Of course, the process works in the opposite direction too, as Pete explained earlier this week when asked how it would feel to have his brother alongside him in the Scotland ranks for the first time. “He’s great, he’s got so much energy, and that rubs off on me,” he said. “He’s desperate to pull on a jersey, whether it’s Glasgow or Scotland, and I just try and keep up with him.
“It will be really special playing with George and nice to sing the anthem together. But it will be more something for our family – everyone will be really proud and it will be something we can enjoy when the tour is done. In a couple of weeks once the dust settles we’ll be able to look back on it and enjoy it.
“We know each other inside out – you’ve got that instinct. I can try and keep up with him if he’s got his quick taps or he’s making little snipes – try and make sure that I’m there to get on his shoulder. And, you know, give him a clip round the lug if he needs it as well.
“I think why it’s so competitive is that ever since we were kids he’s been right into whatever I was into, whether it be football, tennis or rugby. If I was ever to practise anything he’d be out doing it with me – he’s always wanted to beat me at absolutely everything.
“He’s a competitive little bugger, which is great. In games like this when the going gets tough, that competitive edge will really drive you through.”
“Adam [Hastings] is the same. He’s a very competitive kid. We’ve got a good competitive squad and that’s what you need.”
You do, but you also need cooperation, and a willingness to put the success of the team before any individual desires. In this respect, too, Horne is right up there with any member of the squad, going so far as to explain that he judges his own performances by how well others have done.
“When I come off the park I can tell if I’ve had a good game – if Finn [Russell] has played well or whoever’s played 10 has played well. If my outside backs have played well, that’s probably a reflection that I’ve had a good game.

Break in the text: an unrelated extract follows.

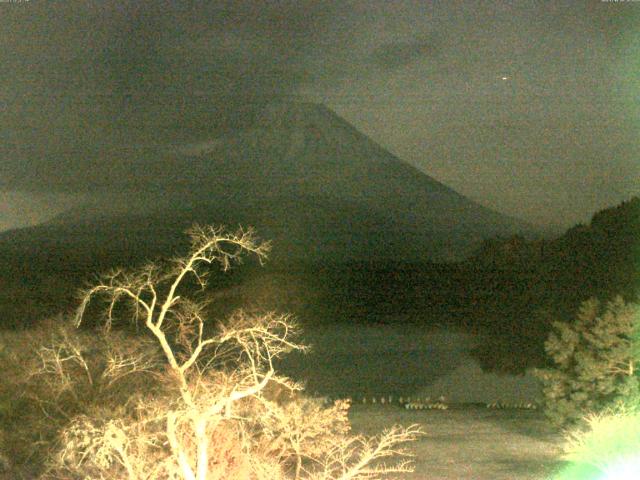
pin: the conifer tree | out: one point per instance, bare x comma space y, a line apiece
596, 360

“My game’s built on trying to make everyone else look good – just work rate with a little bit of brutality around the ruck. Within our group I get a lot of raps – the boys see what goes on and thank me enough. I get more than the credit that I deserve within our squad and with our coaching staff. That’s good enough for me: I’m happy with that.

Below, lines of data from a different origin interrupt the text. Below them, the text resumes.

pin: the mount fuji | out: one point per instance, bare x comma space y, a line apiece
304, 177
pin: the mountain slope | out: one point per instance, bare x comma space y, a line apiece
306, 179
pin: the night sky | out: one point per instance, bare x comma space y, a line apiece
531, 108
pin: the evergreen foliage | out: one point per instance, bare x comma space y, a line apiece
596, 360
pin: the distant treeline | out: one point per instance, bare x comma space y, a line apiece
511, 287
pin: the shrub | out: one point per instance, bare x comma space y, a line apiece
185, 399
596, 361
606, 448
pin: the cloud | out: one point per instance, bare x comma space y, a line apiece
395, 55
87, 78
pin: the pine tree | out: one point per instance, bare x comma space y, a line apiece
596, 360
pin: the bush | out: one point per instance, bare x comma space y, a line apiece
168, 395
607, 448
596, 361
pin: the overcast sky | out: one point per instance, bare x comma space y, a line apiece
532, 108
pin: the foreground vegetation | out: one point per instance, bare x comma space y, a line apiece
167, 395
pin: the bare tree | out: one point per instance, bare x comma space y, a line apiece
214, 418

“Don’t get me wrong, there’s nothing better than making breaks and scoring tries, but I think I get as much joy out of trying to put Hoggy through a gap and seeing him score a try that I’ve played a part in.”
With that sort of broad perspective on the game, it would be no surprise if Horne went into coaching once his playing days are over. He is already well known for the meticulous preparation he puts into matches – a quality that has been especially useful this week, when the searing heat of Houston has cut down on the amount of training the squad are able to do.
“We’re doing a lot of work on the laptops, especially this week because you can’t be out there training for an hour and a half, two hours,” he explained. “You’ve got to make sure you get through all your detail, do your homework, know your opposite man, know your role. As long as everyone’s doing that, then you can relax and make sure you get a bit of downtime – try and get away from rugby for a little bit and make sure you;re head isn’t frazzled by the time the game comes, because that would be a disaster. Be ready to get out there and express yourself at the weekend.”
And how exactly do the squad get away from rugby? By day, small groups of them have been wandering around the Galleria, a shopping mall just a few minutes’ walk from their hotel. In the evening, the group tends to gather together.
“I’m right into my food, so I quite like going out and finding a nice place for a coffee or a bite to eat,” Horne added. “It is tougher here, because being so hot you don’t want to be outside – you kind of want to go from AC place to AC place.
“We’ve got right into the cards. We’ve got a nightly Love Island group – we get it up on the projector and watch it on the big screen as a big group. We started that the first couple of nights we were here, so it’s been good fun, gets everyone together.
“Half the squad was watching it by the second night. Everyone’s been loving it.
“We’ve got an Xbox with us as well, and a couple of the boys sign into that. We play Fortnite, and there’ll be about 30 boys watching it. It makes everyone get involved and it’s good fun.”